Je n’ai rien trouvé d’autre pour l’instant qui influence le fonctionnement de vim que cette variable là.

----------

## geekounet

Les touches directionnelles dans Vi(m) c'est une hérésie !  :Wink:  Les classiques HJKL c'est la méthode classique, ça marche partout et c'est plus rapide à l'usage en plus d'être combinables à d'autres commandes, ça vient tout seul.  :Wink: 

----------

## Napoleon

 *geekounet wrote:*   

> Les touches directionnelles dans Vi(m) c'est une hérésie !  Les classiques HJKL c'est la méthode classique, ça marche partout et c'est plus rapide à l'usage en plus d'être combinables à d'autres commandes, ça vient tout seul. 

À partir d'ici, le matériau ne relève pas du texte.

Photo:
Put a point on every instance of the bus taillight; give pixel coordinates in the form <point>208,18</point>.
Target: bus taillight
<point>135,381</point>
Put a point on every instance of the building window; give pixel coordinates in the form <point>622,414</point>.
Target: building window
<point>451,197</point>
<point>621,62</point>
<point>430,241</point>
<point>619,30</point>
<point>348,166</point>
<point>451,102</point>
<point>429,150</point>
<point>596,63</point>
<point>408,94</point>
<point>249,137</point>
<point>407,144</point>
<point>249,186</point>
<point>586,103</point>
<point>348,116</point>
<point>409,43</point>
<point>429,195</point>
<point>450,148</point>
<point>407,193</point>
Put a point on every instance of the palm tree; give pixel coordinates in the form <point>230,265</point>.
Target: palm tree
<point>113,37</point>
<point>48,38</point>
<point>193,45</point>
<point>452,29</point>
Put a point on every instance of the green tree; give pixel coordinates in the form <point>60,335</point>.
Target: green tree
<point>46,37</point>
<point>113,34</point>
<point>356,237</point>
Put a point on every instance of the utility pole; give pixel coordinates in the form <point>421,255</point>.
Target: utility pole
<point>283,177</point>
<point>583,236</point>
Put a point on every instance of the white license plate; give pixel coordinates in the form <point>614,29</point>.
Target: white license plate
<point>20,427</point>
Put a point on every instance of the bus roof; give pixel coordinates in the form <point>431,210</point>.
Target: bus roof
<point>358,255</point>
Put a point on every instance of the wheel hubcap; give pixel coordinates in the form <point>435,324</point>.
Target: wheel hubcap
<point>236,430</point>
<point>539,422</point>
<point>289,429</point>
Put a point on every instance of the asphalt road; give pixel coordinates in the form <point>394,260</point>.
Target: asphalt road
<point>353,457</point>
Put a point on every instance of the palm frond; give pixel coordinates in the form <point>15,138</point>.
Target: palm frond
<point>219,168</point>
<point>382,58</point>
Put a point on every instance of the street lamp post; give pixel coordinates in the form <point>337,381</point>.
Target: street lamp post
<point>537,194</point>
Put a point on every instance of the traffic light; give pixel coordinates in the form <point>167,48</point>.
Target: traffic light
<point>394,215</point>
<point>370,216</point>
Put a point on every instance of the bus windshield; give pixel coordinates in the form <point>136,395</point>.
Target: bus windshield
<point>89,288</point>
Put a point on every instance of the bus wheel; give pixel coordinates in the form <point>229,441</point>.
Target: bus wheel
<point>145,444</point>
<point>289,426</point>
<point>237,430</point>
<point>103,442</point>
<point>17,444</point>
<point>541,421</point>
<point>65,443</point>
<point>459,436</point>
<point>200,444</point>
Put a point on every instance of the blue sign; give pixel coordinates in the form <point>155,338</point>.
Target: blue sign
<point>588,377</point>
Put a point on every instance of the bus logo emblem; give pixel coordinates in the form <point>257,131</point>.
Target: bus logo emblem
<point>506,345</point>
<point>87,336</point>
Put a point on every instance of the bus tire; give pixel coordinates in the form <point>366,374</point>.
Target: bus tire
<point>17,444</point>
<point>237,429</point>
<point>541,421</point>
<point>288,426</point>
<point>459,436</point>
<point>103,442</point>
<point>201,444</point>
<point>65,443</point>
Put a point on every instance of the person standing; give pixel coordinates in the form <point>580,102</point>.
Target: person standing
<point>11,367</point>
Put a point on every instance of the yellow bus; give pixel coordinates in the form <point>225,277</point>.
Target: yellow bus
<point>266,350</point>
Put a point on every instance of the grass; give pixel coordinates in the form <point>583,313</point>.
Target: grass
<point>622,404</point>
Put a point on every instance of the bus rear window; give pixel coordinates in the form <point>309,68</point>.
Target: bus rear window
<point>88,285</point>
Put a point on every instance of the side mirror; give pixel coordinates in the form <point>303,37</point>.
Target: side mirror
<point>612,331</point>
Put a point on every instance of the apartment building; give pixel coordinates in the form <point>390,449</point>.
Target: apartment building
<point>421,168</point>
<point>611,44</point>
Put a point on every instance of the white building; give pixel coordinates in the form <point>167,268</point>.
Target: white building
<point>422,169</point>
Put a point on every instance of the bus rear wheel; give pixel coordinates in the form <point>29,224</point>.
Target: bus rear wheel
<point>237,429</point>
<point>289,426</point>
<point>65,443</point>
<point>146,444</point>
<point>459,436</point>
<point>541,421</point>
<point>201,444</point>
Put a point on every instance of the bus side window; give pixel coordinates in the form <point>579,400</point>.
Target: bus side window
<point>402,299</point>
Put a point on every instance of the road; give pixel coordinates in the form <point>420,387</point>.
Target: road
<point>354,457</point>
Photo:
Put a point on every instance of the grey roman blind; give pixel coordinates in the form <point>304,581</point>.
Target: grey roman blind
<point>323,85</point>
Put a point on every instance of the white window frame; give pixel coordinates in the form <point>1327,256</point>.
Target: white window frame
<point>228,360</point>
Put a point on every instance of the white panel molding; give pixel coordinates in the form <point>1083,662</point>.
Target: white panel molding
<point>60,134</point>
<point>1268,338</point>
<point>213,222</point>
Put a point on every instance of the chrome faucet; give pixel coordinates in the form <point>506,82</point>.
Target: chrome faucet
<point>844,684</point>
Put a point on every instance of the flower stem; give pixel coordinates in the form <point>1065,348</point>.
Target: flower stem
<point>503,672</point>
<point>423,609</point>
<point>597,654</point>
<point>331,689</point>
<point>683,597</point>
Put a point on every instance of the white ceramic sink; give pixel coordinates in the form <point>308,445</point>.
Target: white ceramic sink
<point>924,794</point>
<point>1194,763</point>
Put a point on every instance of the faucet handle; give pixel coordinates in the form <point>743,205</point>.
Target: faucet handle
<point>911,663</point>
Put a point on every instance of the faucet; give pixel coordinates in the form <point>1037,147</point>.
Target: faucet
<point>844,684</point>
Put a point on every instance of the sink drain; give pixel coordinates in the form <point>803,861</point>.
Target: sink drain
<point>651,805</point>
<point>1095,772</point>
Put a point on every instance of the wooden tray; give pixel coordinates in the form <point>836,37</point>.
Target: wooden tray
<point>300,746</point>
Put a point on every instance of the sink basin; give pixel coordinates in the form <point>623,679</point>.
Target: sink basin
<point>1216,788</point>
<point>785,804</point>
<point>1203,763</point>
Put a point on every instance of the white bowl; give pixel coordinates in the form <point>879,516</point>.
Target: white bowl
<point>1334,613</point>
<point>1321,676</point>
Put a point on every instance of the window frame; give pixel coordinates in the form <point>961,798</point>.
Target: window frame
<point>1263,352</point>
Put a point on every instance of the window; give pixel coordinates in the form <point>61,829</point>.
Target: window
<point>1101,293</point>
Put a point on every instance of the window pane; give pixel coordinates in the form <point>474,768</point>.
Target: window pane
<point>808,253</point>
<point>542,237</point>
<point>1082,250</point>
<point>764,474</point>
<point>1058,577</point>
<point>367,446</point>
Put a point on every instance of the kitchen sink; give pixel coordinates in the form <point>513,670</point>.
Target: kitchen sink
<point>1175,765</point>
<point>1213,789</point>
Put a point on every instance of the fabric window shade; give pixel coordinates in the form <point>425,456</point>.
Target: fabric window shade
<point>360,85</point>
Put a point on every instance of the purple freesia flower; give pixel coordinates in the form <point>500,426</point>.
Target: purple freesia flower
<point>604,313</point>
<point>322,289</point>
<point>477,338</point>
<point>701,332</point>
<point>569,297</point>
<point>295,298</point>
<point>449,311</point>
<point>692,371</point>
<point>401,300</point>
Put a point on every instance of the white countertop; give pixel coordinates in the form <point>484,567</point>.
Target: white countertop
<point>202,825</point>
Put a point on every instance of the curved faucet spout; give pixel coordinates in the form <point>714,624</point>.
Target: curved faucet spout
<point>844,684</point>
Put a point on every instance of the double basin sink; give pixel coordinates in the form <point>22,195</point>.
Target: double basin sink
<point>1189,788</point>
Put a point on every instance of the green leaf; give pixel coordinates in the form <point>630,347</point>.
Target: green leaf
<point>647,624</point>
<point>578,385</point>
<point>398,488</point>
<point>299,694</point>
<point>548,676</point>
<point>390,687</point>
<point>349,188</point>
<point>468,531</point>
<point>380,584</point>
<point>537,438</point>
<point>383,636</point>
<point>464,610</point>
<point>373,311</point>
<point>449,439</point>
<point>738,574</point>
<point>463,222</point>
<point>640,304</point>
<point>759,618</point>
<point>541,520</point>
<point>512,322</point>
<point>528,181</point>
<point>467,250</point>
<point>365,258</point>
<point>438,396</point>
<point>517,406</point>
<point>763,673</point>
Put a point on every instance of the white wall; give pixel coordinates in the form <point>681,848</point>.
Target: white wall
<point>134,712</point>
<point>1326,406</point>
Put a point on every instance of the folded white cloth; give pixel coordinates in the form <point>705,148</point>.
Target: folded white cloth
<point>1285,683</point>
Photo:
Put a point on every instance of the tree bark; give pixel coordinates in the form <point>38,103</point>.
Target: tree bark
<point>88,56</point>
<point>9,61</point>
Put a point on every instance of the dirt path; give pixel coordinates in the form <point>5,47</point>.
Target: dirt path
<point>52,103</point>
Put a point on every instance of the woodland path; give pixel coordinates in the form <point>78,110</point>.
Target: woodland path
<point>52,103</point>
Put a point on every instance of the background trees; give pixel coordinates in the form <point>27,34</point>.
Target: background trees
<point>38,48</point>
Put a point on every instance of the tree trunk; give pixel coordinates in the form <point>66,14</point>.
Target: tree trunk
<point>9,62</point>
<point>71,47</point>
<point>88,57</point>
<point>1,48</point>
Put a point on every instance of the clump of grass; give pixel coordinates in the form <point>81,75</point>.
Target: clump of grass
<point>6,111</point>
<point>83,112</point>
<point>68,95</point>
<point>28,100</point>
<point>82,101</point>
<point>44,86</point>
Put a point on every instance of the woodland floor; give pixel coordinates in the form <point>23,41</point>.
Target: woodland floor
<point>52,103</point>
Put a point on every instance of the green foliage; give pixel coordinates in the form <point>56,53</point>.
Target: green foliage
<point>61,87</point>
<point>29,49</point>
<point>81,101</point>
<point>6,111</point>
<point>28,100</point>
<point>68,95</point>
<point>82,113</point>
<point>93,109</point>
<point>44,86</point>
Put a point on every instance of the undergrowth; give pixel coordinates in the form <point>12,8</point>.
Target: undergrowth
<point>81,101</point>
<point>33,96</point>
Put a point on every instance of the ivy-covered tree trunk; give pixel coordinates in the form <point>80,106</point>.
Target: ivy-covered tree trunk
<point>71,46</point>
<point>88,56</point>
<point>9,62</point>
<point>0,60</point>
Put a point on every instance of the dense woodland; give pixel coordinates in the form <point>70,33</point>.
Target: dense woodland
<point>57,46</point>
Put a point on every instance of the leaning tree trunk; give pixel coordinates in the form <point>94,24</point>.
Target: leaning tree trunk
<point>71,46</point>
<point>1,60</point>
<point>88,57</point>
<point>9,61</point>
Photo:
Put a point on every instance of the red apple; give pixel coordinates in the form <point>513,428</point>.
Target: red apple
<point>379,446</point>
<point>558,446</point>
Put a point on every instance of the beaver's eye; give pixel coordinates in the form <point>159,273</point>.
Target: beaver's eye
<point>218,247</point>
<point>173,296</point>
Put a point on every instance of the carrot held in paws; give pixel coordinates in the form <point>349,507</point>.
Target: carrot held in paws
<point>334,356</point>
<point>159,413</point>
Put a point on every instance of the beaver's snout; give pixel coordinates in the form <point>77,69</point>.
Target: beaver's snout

 J’en conviens geekounet même si je te sais puriste  :Very Happy: . Sauf que voila, si je ne les utilise pas tout le temps, les deux fois dans la journée où j’aurais à les utilisées en mode insertion (pour aller au caractère précédant sans faire de ESC, h, i) ça doit tout de même marcher d’autant plus que ça marche bien ailleurs. Et puis bon, c’est un dysfonctionnement qui n’a pas lieux d’être et qui cache peut-être autre chose…

----------